Mortgage rates in California improved early last week as a result of worries about Eurozone sovereign debt default and the U.S. employment report showed the economy’s rebound to be moving slower than originally anticipated.
In Greece, the nation readied itself for its second bailout in two years. The bailout measures from last year have not worked as planned. There are concerns that a default would start a domino effect and deliver the Euro region into an economic tailspin.
These fears spurred a flight-to-quality in bond circles to the benefit of U.S. mortgage rate shoppers. Ironic that quality bonds are now U.S. backed mortgage bonds.
In addition, last week’s U.S. jobs data fell short of expectations, giving another boost to mortgage markets.
There were 3 weak reports:
- ADP showed 38,000 private-sector jobs created in May. Analysts expected 170,000.
- The Department of Labor showed 422,000 Initial Jobless Claims.
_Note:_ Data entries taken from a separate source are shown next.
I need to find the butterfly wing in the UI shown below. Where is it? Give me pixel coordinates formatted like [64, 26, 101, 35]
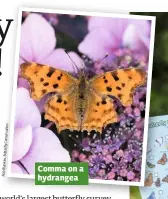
[158, 153, 167, 165]
[44, 92, 80, 132]
[90, 68, 146, 106]
[162, 175, 168, 183]
[21, 63, 77, 101]
[81, 92, 118, 133]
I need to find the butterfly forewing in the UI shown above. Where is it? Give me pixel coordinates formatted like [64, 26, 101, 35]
[21, 63, 77, 101]
[90, 68, 146, 106]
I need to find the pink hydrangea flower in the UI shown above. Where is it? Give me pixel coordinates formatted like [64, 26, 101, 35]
[18, 14, 84, 111]
[127, 171, 135, 180]
[12, 88, 70, 174]
[78, 17, 150, 63]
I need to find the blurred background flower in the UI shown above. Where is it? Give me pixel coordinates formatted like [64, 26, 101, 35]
[12, 88, 70, 174]
[79, 17, 150, 64]
[13, 12, 150, 182]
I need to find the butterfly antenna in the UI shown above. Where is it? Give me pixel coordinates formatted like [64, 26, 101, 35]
[64, 50, 80, 72]
[94, 54, 108, 67]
Analysts expected 415,000.
- The Bureau of Labor Statistics showed 54,000 jobs created in May. Analysts expected 150,000.
Each of these data points underscores the fragile nature of the U.S. recovery, and the weaker-than-expected readings helped mortgage rates improve.
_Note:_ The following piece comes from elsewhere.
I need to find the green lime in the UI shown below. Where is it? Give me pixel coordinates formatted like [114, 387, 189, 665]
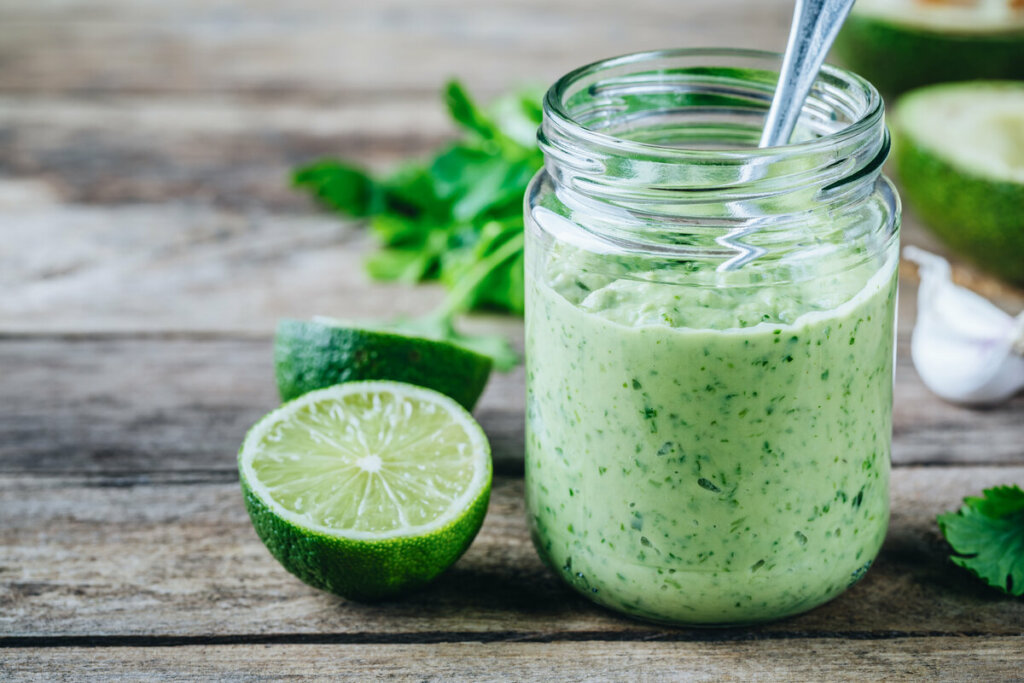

It’s the sixth week of 7 that mortgage rates in California’s Inland Empire Corona have improved, setting the stage for possible new refinances, but mainly increasing home affordability.
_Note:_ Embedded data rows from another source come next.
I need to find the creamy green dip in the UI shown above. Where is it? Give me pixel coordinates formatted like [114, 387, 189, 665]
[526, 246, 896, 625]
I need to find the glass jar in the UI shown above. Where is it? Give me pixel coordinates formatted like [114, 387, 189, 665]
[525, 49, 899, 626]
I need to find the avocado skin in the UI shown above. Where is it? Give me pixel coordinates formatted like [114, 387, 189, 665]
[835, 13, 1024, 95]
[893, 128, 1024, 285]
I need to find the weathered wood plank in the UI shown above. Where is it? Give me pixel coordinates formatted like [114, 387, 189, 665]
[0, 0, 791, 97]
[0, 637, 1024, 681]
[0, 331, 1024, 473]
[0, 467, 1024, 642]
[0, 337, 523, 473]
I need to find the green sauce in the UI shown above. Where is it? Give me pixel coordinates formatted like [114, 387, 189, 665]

This week, there is very little new data on which for mortgage bonds to trade. Therefore, expect the stories from recent weeks to continue to dominate headlines. If Greece’s bailout plan is met with investor optimism, mortgage rates should rise. If the plan falls flat, mortgage rates could fall.
There will also be chatter about the U.S. debt ceiling, another potentially negative force on mortgage rates.
If you’re floating a mortgage rate right now, consider locking in. There’s a lot more room for rates to rise than to fall.